When the weather plays a role in Belgian Classics it almost always ends with a race to remember, and Sunday’s Gent-Wevelgem was no exception, although perhaps not in the best way.
The freezing rain that fell on the cobbled roads of West Flanders turned out to be exactly what time trial specialist Marlen Reusser needed to win her first WorldTour race. The SD Worx rider rode away from the peloton with almost 40 km to go and soloed to victory in Wevelgem.
Behind, a chase group split over the Kemmelberg and then reformed inside the flamme rouge. Young American talent Megan Jastrab of Team DSM made the front split and then held on once the groups came back together, opening her sprint early to take second place, her best result since winning the junior world title in 2019. It’s a result that has been coming; she was 4th at Brugge de Panne this week and is clearly on flying form. She is perhaps a dark horse for Flanders next weekend, where she would be the first American winner since Coryn Labecki in 2017.

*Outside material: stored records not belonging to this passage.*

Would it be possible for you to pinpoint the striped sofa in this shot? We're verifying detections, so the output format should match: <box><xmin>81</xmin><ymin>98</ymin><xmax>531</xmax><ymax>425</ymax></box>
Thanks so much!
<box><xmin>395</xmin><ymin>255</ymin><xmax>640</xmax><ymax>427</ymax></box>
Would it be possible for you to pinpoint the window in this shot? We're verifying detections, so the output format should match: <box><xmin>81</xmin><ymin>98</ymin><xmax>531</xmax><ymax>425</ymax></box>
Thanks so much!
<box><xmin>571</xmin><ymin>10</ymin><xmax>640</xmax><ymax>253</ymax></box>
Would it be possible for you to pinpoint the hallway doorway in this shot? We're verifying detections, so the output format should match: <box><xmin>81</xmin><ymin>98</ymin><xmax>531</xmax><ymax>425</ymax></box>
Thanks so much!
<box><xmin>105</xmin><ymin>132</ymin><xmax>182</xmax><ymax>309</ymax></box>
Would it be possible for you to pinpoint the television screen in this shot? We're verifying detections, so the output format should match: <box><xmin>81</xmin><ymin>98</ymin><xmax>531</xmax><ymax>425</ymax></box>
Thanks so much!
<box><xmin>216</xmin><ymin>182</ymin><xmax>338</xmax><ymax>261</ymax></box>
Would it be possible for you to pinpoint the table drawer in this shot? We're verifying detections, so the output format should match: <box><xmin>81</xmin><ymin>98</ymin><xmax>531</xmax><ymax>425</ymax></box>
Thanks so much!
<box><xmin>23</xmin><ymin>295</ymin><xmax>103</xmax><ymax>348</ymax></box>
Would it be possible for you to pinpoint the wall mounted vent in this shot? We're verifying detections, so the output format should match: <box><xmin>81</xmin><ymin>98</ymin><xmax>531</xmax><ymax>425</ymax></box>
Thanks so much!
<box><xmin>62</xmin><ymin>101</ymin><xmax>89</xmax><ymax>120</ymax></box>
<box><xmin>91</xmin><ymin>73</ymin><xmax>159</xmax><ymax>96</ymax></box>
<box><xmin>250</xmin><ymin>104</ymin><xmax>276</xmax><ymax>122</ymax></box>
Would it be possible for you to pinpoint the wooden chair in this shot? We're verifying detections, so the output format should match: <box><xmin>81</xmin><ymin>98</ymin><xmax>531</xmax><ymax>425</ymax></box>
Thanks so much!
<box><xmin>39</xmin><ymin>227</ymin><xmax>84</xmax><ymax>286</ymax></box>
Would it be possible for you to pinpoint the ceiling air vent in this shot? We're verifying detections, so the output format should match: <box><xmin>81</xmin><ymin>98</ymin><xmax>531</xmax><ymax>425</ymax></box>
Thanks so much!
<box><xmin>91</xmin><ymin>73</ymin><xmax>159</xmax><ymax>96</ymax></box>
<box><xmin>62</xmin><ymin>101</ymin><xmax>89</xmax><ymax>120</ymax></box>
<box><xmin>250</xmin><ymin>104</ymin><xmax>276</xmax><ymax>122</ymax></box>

Another young rider, Maike van der Duin of Canyon-SRAM, finished thrid.
It was a strange and yet predictable race, tactically. Strange because of what the peloton allowed to happen, but predictable because once Reusser’s gap was formed, it was clear she wasn’t coming back.
Reusser’s move wasn’t an attack, it was a slow escalation of pace up the Baneberg, a short punch of a climb with a maximum gradient of 11%. The slight acceleration was more an attempt to string the group out than separate from it. It was an odd moment. The riders behind looked labored but not deep in the red.

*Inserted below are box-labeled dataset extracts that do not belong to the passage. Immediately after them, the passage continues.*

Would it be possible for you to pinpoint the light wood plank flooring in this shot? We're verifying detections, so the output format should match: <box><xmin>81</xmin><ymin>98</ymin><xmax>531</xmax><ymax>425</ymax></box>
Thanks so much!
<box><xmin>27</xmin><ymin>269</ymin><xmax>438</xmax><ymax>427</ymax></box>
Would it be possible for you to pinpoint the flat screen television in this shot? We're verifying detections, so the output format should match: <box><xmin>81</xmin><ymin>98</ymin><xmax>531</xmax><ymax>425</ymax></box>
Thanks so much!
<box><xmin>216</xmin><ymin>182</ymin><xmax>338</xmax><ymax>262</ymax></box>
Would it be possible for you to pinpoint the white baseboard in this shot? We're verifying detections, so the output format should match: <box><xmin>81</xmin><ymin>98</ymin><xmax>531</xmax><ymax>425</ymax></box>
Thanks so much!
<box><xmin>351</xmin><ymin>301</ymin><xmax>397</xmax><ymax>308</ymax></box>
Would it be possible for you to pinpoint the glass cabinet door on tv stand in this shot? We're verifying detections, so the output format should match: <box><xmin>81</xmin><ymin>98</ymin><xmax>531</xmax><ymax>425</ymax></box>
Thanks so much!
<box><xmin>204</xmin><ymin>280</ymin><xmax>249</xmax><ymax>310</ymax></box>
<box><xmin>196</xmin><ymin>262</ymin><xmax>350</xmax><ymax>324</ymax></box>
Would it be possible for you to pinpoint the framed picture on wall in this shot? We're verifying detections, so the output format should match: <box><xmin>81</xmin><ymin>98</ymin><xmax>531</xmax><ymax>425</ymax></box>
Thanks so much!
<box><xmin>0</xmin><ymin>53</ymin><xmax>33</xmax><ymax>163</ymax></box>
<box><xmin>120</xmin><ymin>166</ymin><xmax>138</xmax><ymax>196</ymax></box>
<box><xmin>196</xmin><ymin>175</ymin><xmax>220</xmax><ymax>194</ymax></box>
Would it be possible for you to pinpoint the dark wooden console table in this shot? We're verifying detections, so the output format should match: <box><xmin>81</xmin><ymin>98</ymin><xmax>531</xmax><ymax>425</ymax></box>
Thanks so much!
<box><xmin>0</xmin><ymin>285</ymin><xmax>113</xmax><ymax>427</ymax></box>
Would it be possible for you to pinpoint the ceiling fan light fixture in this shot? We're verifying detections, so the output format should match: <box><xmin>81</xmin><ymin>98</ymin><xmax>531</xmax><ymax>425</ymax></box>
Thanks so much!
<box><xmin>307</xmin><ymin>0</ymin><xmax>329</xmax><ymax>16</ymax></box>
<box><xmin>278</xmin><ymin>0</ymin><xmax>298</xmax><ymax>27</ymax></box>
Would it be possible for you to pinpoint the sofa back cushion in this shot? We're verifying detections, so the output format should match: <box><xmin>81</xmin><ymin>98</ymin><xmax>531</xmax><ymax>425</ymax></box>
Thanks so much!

“I didn’t attack,” Reusser said afterwards. “I thought, maybe we can make a selection or a small group, and there was just nobody on my wheel. And then I thought, let’s try a bit.”
It was a combination of the weather, the crashes (a result of the weather), momentary collective apathy, and the sheer strength of SD Worx that led to Reusser’s victory.
To be clear: Reusser is one of the stronger riders in the peloton and a win like this was just around the corner. It was the fight behind Reusser that made little sense. There are plenty of excuses at hand. It was freezing cold and the peloton was only just regrouping from a terrible crash. But when an attack isn’t an attack at all, and nobody follows, letting one of the world’s greatest time trialists pull out over a minute within a few kilometers, there’s plenty of poor decision-making to blame as well.
Once Reusser was clear, team dynamics came into play. Few want to work with SD Worx at the best of times and the team’s dominance and careful patrolling of the front kept chases to a minimum. Still, there was no real concerted effort to pull the move back.
A split formed on the final run up the cobbled Kemmelberg, and for a moment it looked like the smaller group, with fewer passengers, might start to claw some time back. But by then it was far too late.
“I don’t know, sometimes I don’t understand other teams,” said Reusser’s SD Worx teammate Lotte Kopecky after the race. “I mean it’s good for us, but yeah, if I was a director, I would say to my riders that the need to ride or attack immediately. But nobody was doing that, so they were giving Marlen some free minutes.”
When you give a rider of Reusser’s caliber free minutes, she doesn’t come back.